Pour les organisations syndicales, la grève, c’est le dernier recours après que tous les autres modes d’action aient échoués. Cela n’est-il pas le cas dans le domaine du
climat ? L’échec annoncé de la COP21 nous incite à penser que oui. Et ce n’est pas le MEDEF qui nous contredira : dans un manifeste récent sous-titré « Opportunité – Responsabilité – Compétitivité, le plumitif chargé du Développement Durable » déclare : “C’est en permettant à son industrie de lutter à armes égales dans la compétition mondiale que l’Europe servira le mieux la cause de la lutte contre le changement climatique”. Voilà l’avenir que nous proposent les “décideurs” : utiliser le dérèglement climatique pour dérégler encore plus, jusqu’à la catastrophe finale. Oui, l’économie est en guerre contre l’écologie, contre la vie, et nous savons bien qu’aucune solution graduelle ne pourra régler le problème. Pas plus que les fausses solutions comme les agrocarburants, l’utilisation industrielle de la biomasse, les hydrocarbures non conventionnels, la capture et le stockage du carbone, le charbon “propre” et les délires de la géo-ingénierie, et bien entendu pas plus que le nucléaire, qui ne peut en aucune façon être un recours contre le réchauffement global.

Aujourd’hui, le temps n’est plus aux négociations, mais à la lutte

C’est donc bien le système économique qui est responsable du dérèglement climatique. C’est donc bien l’économie capitaliste, basée sur le cycle infernal extraction / production / distribution / consommation / déchets, qui marchandise tous les aspects de la vie, jusqu’à tenter de marchandiser le climat lui-même.

D’où la nécessité d’arrêter le massacre. D’où la nécessité de la grève.

Quand on utilise le mot grève, la majorité des gens pensent immédiatement arrêts de travail dans le secteur dit productif ou dans le secteur public, principalement à l’appel et sous la direction des organisations syndicales.
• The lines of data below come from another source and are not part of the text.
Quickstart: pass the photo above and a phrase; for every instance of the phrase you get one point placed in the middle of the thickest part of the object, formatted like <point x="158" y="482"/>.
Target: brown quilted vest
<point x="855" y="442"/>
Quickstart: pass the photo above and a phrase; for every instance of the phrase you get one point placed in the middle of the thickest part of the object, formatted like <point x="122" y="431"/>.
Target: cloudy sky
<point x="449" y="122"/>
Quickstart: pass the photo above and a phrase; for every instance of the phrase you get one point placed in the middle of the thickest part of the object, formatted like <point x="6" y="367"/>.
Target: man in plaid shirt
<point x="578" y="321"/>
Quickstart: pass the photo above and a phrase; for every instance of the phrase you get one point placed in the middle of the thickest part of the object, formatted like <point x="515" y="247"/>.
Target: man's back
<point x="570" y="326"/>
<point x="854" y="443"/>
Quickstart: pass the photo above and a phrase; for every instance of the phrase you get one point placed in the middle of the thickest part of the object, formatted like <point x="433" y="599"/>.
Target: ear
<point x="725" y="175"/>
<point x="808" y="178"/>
Ceci est une manière très restrictive de voir les choses.
En effet dans nos activités, productives ou non, dans notre vie quotidienne, nous utilisons des techniques, des objets, des biens qui nécessitent plus ou moins d’énergie, nous sommes donc acteurs du dérèglement climatique ; acteurs collectifs car impliqués dans une organisation sociale : le capitalisme productiviste et consumériste.
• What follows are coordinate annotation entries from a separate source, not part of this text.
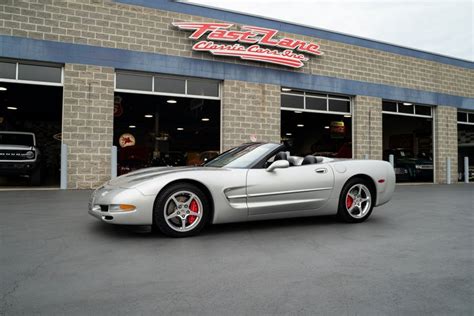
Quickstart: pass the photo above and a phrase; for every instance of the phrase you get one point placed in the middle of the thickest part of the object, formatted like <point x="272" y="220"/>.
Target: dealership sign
<point x="250" y="43"/>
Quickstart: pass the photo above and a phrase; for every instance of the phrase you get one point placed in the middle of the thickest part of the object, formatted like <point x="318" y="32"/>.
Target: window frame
<point x="469" y="115"/>
<point x="322" y="96"/>
<point x="398" y="104"/>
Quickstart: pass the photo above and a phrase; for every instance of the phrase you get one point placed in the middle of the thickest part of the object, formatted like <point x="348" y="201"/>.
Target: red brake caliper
<point x="194" y="208"/>
<point x="349" y="201"/>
Dans les lieux de formation, d’éducation c’est le contenu des savoirs et des apprentissages que nous devons interroger, par un regard critique sur les techniques, et les enseignements.

Notre conception de la grève est donc plus large. Elle est plus à chercher du côté de ce qu’on appelle la grève politique, une grève qui a pour objet non pas d’obtenir la satisfaction de revendications professionnelles, mais bien d’affirmer une opposition et un projet politique alternatif. En ce sens, la grève politique a tendance à devenir grève générale. En France, la grève générale de mai 68 et dans une moindre mesure la grève de décembre 95 étaient des grèves politiques, puisque leurs revendications visaient à un changement de société.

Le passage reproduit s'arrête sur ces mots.